Implant-based breast reconstruction following mastectomy helps to restore the patient’s quality of life while aiming at providing optimal cosmetic outcomes. Both prepectoral (PP) and subpectoral (SP) breast implants are widely used to fulfill these objectives. It is however unclear whether one of these two options offers stronger postoperative benefits.
We performed a systematic search of the English literature through PubMed, Cochrane Library and ResearchGate following the PRISMA guidelines. Postoperative pain was the primary outcome assessed. Secondary outcomes included patient’s satisfaction and postoperative complication rates such as seroma, hematoma and infection.
A total of nine articles involving 1802 patients were retrieved, corresponding to 502 (28%) PP and 1300 (72%) SP breast implants.
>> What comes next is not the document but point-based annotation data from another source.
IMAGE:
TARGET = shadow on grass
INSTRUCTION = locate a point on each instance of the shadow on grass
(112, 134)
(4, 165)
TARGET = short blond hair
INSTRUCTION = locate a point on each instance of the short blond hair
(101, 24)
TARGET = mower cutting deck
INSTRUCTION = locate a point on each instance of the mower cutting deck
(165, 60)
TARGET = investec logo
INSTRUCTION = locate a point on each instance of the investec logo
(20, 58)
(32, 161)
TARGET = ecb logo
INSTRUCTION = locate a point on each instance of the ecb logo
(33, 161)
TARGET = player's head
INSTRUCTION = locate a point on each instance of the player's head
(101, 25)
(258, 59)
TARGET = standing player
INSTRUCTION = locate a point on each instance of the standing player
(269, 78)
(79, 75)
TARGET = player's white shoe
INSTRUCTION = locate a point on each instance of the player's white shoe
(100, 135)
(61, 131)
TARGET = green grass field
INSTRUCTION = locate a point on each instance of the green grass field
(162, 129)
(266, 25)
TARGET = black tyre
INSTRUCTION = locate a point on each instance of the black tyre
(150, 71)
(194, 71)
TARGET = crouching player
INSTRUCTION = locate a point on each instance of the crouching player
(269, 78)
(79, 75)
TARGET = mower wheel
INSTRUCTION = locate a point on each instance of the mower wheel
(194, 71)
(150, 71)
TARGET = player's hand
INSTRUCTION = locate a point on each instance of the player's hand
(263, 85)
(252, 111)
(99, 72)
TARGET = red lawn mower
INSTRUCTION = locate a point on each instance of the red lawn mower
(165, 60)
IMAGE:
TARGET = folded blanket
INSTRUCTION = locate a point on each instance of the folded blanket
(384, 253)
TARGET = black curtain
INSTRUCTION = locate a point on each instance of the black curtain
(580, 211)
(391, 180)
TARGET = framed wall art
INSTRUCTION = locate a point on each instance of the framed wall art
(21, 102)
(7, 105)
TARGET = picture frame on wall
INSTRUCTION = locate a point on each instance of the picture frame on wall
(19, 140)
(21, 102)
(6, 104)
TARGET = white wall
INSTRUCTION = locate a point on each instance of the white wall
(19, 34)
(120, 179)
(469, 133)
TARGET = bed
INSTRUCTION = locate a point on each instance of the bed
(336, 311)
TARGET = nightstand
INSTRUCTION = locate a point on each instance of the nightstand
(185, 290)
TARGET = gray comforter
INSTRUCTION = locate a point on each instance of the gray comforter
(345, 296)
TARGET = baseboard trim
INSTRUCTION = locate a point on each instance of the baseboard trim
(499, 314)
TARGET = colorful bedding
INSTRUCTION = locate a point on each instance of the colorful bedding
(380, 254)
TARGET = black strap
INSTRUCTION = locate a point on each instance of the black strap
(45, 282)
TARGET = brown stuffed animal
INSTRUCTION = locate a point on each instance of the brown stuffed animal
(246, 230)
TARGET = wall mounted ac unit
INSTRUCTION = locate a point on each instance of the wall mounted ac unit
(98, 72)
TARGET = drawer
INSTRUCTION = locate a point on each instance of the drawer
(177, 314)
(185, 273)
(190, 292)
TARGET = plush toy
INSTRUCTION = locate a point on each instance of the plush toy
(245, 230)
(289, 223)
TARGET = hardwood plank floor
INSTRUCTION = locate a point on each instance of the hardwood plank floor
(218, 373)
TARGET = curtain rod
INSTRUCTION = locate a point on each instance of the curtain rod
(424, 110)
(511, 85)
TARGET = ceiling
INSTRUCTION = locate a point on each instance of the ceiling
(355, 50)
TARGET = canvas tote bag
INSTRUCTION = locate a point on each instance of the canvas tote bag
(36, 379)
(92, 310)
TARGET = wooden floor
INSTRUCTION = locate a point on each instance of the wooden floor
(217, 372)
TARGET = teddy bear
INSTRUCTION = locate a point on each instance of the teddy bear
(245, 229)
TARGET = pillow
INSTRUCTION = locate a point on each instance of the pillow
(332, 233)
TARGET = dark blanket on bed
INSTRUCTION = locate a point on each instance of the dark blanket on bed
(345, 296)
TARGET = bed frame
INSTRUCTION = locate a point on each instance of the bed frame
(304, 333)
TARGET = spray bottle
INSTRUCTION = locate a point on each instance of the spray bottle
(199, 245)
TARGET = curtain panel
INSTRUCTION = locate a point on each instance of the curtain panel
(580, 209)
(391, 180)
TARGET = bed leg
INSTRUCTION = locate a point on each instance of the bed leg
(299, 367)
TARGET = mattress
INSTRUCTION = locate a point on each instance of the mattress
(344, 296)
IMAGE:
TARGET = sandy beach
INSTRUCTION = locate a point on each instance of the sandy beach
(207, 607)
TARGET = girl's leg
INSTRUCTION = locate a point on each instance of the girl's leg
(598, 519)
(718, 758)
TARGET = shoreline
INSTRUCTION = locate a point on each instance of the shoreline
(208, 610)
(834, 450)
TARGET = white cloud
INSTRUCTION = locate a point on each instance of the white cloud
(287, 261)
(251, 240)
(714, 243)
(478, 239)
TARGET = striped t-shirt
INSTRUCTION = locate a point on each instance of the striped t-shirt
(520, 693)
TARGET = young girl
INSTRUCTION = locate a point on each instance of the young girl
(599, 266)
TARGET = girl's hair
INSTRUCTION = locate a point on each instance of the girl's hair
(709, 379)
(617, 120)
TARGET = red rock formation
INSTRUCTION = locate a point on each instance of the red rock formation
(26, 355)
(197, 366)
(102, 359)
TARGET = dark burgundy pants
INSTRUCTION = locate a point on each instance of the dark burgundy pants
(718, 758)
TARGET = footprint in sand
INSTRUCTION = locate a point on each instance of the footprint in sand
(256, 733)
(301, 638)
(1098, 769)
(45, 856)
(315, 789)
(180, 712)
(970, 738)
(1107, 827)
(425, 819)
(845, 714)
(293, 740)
The majority of articles suggested higher rates of postoperative pain following SP implants, however the heterogeneity in pain assessment did not allow us to perform a comprehensive meta-analysis regarding this outcome. The rates of seroma after surgery on the other hand were higher in PP patients and overall satisfaction as well as the rates of infection and hematoma showed no significant differences between the two cohorts.
Our data suggest that both PP and SP implants are safe and effective methods for breast reconstruction following mastectomy although PP implants tend to provide better results in terms of postoperative pain. Yet, standardization in pain assessment would allow one to provide stronger statistical results. The risks and benefits of each procedure should be fully discussed with the patient prior to surgery and decision making should be guided by the expertise of the surgeon.